How to Plate Food With Sauce Designs
- 1). Clock your food before adding sauce. "Clocking" means arranging your items -- starch, meat and vegetable -- in accordance with clock designations. Situate the starch -- potatoes or rice, for example -- at the ten o'clock location and the meat at the two o'clock location. Complete the "clocking" process by putting the vegetable at the six o'clock position. The picture should resemble a make-shift smiley face -- two eyes and a mouth.
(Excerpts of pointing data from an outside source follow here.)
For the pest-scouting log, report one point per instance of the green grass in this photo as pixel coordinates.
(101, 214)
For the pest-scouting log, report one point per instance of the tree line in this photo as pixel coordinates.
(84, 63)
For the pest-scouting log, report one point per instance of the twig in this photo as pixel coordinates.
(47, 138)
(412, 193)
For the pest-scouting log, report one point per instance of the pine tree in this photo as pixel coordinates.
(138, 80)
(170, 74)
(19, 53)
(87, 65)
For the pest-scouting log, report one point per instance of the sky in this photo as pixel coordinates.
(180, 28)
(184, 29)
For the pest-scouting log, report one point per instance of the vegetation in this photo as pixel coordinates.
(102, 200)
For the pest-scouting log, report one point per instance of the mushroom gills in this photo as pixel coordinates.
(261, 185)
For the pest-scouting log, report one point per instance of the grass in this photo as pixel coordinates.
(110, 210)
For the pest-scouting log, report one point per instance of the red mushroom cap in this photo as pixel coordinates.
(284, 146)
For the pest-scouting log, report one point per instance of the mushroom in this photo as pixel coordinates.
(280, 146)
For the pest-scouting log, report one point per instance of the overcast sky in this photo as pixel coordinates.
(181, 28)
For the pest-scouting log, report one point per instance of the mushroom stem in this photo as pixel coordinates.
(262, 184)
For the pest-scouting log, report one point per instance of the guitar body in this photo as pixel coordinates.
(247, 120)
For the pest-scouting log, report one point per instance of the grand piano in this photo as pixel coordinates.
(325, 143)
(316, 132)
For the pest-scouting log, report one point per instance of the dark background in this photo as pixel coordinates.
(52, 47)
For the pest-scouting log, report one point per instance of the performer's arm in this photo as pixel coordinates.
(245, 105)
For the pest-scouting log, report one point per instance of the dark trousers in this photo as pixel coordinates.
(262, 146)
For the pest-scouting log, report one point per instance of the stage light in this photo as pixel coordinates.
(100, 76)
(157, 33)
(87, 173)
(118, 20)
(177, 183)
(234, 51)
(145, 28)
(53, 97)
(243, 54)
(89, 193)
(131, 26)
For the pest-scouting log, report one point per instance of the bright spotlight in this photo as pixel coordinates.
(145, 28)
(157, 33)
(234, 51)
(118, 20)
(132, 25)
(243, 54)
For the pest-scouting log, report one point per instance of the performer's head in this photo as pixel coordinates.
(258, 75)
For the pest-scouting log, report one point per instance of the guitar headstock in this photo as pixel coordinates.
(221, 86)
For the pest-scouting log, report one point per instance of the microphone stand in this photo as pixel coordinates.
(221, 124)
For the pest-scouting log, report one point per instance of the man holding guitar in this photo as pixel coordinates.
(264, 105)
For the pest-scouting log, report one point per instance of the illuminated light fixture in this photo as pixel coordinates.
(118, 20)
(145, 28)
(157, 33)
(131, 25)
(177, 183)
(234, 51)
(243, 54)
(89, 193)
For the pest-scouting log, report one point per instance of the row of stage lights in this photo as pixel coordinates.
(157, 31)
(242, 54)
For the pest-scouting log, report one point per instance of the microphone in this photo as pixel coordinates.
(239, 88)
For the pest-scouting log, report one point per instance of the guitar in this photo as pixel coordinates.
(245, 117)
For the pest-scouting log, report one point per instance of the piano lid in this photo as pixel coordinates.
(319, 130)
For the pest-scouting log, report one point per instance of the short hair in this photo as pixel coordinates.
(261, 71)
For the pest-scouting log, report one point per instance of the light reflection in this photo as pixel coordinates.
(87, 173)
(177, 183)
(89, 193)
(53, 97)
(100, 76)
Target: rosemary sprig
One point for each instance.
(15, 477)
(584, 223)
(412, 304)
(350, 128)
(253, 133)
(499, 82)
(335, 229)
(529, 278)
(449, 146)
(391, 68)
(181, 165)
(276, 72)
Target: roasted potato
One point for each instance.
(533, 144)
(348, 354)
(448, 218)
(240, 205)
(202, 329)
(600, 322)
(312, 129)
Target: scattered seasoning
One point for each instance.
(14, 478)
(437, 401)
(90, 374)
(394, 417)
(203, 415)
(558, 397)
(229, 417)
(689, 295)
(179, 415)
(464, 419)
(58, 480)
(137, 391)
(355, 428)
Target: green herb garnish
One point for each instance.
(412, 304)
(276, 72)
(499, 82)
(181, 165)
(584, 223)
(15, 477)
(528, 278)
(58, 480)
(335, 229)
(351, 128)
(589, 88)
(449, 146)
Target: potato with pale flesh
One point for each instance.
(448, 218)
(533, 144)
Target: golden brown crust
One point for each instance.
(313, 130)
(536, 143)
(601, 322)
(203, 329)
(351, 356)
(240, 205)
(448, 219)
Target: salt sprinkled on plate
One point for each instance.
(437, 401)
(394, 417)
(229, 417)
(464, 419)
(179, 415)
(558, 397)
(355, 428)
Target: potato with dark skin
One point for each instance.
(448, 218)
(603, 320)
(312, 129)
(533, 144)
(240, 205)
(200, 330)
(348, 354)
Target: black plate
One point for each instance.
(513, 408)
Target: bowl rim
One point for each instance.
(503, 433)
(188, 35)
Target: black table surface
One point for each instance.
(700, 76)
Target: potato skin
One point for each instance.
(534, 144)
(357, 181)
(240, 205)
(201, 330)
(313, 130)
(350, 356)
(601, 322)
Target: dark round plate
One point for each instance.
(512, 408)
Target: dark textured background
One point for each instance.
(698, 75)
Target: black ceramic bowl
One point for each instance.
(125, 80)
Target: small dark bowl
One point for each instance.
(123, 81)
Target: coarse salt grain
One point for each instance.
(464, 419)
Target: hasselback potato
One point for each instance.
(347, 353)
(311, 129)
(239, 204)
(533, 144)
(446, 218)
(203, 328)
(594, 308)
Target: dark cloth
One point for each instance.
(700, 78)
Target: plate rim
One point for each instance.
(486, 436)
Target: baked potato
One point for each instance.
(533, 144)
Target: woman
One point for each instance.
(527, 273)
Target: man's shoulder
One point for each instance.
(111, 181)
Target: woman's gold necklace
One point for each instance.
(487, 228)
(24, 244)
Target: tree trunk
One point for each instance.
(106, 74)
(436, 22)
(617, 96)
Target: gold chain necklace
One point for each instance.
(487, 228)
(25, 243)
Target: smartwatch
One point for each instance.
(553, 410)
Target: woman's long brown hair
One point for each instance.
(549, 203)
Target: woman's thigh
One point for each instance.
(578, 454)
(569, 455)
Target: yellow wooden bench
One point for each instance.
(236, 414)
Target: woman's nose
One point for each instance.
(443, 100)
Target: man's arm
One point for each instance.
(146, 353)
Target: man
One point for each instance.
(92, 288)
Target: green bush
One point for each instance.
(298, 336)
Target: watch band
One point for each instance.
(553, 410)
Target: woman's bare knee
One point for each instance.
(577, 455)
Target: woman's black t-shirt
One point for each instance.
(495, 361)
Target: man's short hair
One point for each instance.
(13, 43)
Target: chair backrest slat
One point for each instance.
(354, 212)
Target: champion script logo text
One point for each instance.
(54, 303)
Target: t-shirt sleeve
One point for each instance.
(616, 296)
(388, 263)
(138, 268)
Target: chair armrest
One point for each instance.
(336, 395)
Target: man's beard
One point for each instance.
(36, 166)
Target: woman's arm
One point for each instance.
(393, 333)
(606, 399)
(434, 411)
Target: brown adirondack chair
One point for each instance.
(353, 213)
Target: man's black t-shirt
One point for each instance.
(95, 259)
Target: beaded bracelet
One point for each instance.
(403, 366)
- 2). Tip your meat up off of the plate. Add a spoonful of complimentary sauce and place the meat back down on top. Making sauce a bed for the meat keeps its outer layer crisp and prevents oversaturation. Add the bed of sauce for your meat prior to clocking the food if you desire.
- 3). Add drizzles of sauce on the open face areas of the plate using a squeeze bottle. Use a spoon to drip drops of sauce on the outer plate rim. Keep all sauce designs balanced. Avoid overwhelming the plate with sauce. Remember, the sauce is a garnish, not a side dish.
- 4). Use sauces that compliment the color and flavor of the main dish. A gravy may suit a finely cooked pork chop, for instance; while several drops of a burgundy, berry sauce adds a bold visual compliment to a breast of broiled chicken.